The Sri Lankan voter, despite the popular belief that he can be taken for a ride easily, is rather fickle. In 2015, they ousted Mahinda Rajapaksa, the man they re-elected with a record mandate just five years earlier after he spearheaded victory in the Eelam war. In 2019, the Rajapaksas are very much back in contention and we daresay that President Sirisena should beware, should he decide to run for office again.

However, as we ponder what could well be the demise of the SLFP, we must acknowledge that it played a pivotal and indispensable role in the country’s post-independent politics. S.W.R.D. Bandaranaike may have founded the party because he felt that he would be forever marginalised in the then Senanayake dominated UNP, but he did so shaping it in such a way that it would appeal to the average Sri Lankan, as opposed to the UNP, which had acquired a reputation for being a party of the elite. That is in fact a comparison which is made to this day, more than sixty years later!

From its inception, the SLFP performed the role of government and government-in-waiting with some distinction. It gave the world the first female Prime Minister, it converted the country into a Republic and its government gave leadership to the Non-Aligned Movement, to mention a few notable achievements.

Yet, in all those years where it held sway, there was a common denominator: the party leadership stayed with the Bandaranaikes. Those who would have- and should have- led the party were thwarted by some way or the other, if they were not a Bandaranaike. C.P. De Silva and Maithripala Senanayake would have been Prime Ministers if not for this unwritten rule. Even Chandrika Bandaranaike Kumaratunga was not able to take over the reins as long as she was married to Vijaya Kumaratunga. It was only Vijaya’s untimely assassination that paved the way for the return of the prodigal daughter.

Sirima Bandaranaike, who ruled for the longest time as SLFP leader and Prime Minister served the country well but she was also guilty of nepotism. In the lead up to the 1977 General Election, the UNP published a booklet called the ‘hath vasaka saapaya’ or the ‘seven-year curse’ alluding to the SLFP reign from 1970 to 1977. On its cover was a cartoon depicting the ‘family tree’ of the Bandaranaikes indicating the various relatives of the family holding important government positions.

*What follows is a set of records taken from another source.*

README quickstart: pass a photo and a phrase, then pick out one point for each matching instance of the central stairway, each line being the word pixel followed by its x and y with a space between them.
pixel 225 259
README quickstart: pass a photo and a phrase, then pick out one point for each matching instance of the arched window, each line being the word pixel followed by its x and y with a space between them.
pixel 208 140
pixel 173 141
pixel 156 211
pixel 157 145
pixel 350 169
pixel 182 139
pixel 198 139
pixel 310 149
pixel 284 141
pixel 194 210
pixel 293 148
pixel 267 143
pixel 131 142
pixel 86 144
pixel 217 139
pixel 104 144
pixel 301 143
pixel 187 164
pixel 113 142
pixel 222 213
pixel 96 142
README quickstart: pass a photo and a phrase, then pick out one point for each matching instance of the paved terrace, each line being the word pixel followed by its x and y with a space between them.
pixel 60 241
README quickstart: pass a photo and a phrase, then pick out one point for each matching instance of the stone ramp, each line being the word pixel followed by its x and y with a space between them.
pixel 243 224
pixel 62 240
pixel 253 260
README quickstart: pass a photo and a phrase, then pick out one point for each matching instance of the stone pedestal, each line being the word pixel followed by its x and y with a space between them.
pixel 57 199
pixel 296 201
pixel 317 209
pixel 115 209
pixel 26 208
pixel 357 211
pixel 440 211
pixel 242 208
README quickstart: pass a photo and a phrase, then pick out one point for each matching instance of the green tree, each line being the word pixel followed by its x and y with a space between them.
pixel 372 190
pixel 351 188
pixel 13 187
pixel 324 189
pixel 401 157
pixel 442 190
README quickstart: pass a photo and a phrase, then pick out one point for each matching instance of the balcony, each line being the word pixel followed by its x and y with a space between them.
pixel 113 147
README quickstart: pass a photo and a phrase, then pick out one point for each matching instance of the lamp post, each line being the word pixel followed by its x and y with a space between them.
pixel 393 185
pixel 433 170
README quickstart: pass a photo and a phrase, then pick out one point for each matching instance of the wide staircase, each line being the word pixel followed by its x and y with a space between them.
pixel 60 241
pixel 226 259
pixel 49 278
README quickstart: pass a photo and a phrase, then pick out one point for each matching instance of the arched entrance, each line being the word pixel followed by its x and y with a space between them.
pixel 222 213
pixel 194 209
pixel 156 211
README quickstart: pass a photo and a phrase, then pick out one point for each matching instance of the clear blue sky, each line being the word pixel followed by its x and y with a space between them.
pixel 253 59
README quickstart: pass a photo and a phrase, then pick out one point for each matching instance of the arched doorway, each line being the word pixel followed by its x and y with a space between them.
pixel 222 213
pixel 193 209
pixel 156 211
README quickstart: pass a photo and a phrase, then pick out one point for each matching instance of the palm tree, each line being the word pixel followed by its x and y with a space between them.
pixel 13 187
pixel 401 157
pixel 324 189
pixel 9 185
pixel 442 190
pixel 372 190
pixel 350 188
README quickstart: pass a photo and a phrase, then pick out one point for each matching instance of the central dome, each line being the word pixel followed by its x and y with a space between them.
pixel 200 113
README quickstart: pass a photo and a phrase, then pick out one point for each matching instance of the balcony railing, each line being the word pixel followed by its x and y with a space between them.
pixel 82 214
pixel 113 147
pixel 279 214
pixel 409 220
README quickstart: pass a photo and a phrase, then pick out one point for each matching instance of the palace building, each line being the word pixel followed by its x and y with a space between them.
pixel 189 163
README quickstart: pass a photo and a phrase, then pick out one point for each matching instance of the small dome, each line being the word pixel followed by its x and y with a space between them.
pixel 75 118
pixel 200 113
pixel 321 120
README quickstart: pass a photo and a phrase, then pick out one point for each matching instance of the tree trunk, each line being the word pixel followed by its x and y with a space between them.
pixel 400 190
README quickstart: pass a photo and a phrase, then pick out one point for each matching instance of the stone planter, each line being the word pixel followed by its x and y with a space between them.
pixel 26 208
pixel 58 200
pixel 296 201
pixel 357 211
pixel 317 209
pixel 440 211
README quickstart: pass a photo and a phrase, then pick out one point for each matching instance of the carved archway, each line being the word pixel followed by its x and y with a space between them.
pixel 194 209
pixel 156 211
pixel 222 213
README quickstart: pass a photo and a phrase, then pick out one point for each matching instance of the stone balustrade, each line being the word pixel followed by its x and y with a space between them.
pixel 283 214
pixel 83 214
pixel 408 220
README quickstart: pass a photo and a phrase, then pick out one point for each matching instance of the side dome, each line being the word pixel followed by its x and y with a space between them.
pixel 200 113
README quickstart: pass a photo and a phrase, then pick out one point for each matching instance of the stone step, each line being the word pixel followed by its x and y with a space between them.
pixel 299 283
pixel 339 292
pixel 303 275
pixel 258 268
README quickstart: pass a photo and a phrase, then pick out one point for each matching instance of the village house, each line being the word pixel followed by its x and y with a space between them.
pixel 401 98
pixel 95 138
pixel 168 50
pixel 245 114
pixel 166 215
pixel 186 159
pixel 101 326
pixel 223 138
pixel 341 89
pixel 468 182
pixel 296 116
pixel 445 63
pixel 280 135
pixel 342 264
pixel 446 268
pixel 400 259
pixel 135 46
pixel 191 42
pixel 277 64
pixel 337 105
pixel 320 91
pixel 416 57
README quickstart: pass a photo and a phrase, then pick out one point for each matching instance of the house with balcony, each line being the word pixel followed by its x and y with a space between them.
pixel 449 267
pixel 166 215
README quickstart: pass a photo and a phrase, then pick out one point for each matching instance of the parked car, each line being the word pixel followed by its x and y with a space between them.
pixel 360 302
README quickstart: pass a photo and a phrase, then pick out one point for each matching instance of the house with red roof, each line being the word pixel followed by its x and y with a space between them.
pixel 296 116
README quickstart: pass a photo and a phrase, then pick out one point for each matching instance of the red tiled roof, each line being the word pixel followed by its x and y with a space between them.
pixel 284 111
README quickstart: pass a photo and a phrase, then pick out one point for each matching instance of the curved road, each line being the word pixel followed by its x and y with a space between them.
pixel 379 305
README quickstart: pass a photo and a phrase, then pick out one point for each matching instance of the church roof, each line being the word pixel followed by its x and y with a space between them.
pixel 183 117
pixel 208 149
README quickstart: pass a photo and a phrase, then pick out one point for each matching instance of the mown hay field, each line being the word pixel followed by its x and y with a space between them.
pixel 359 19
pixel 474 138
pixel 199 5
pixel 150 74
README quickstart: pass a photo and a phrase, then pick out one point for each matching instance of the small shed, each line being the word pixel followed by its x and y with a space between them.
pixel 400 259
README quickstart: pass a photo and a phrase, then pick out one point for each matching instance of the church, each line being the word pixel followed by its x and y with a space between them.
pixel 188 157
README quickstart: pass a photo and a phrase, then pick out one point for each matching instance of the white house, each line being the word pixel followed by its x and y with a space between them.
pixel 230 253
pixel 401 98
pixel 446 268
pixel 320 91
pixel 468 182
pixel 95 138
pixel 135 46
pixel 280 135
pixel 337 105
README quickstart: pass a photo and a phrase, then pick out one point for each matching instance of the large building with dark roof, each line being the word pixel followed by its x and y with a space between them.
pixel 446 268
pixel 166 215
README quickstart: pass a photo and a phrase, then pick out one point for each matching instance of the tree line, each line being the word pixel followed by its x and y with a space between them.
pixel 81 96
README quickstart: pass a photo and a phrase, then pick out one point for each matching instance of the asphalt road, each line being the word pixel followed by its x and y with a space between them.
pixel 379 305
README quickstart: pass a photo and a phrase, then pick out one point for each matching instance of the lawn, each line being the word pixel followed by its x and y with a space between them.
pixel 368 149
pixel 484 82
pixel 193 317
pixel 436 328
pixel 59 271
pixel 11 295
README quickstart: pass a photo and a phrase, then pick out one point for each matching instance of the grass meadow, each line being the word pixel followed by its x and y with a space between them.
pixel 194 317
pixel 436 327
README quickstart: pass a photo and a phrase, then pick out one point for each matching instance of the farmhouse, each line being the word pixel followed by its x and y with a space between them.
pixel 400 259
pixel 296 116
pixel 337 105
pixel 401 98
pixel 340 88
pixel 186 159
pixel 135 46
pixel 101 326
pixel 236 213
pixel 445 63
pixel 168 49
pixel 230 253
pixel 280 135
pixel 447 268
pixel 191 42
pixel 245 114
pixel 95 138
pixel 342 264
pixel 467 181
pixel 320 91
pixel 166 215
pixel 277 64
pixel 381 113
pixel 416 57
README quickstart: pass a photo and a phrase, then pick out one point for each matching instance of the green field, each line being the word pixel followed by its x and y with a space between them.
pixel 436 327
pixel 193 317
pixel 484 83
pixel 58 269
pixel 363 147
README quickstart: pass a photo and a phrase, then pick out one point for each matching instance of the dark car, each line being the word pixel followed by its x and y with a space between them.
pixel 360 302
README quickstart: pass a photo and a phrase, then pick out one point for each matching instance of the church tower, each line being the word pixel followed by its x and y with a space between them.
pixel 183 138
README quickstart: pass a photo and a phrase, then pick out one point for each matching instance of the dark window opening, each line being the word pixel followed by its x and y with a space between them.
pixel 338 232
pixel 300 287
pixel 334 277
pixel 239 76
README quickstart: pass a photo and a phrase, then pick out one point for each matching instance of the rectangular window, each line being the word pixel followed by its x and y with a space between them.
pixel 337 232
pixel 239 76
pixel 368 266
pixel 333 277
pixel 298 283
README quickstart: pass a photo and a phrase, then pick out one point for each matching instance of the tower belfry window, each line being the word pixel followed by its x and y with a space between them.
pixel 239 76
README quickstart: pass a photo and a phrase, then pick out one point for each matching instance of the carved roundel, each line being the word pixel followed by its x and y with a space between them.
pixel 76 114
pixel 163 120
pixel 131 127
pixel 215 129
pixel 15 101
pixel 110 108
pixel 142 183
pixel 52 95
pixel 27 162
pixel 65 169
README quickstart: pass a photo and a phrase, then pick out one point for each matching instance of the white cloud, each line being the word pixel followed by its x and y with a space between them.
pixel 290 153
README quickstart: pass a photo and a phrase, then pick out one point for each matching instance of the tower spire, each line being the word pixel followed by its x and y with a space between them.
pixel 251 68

That mould of Bandaranaike family rule was broken only when the Bandaranaikes’ line of succession ended with the premature death of Anura Bandaranaike and Chandrika Kumaratunga’s offspring vowed never to indulge in Sri Lankan politics. That was when the Rajapaksas took over- and what a take over it was!

If the Bandaranaikes’ family bandyism was bad, the Rajapaksa’s stranglehold on government was worse. Mahinda was President, Chamal, Speaker, Gotabaya, Defence Secretary, Basil, Minister of Economic Affairs, Namal, a parliamentarian and Shashindra, a Chief Minister. The country was fast becoming an oligarchy, thinly disguised as a democracy. That is why voters decided otherwise in 2015.

In a perverse kind of way, history is being repeated today. Just as S.W.R.D. Bandaranaike left the UNP and formed the SLFP because he felt that he would never lead the UNP, Mahinda Rajapaksa is forming the SLPP because he feels that as long as Maithripala Sirisena is at the helm, his return to the SLFP as its leader would be difficult.

That is where the Rajapaksas may be miscalculating. President Sirisena’s tenure as President will shortly come to an end. At that time, if President Sirisena leaves the political arena, the SLFP will most certainly welcome Mahinda Rajapaksa with open arms. But the Rajapaksas do not want ‘ifs’ and ‘buts’ in their political calculation and they have upcoming presidential and general elections to contend with, so they decided to form the SLPP.

Two scenarios are possible from here onwards: President Sirisena could retire and the Rajapaksas could return to the SLFP and carry on as if nothing ever changed. Or else, the SLFP will slowly haemorrhage to its demise and the SLPP will fill that niche. Either way, it would be a sad day not only for the SLFP but also for democracy in Sri Lanka.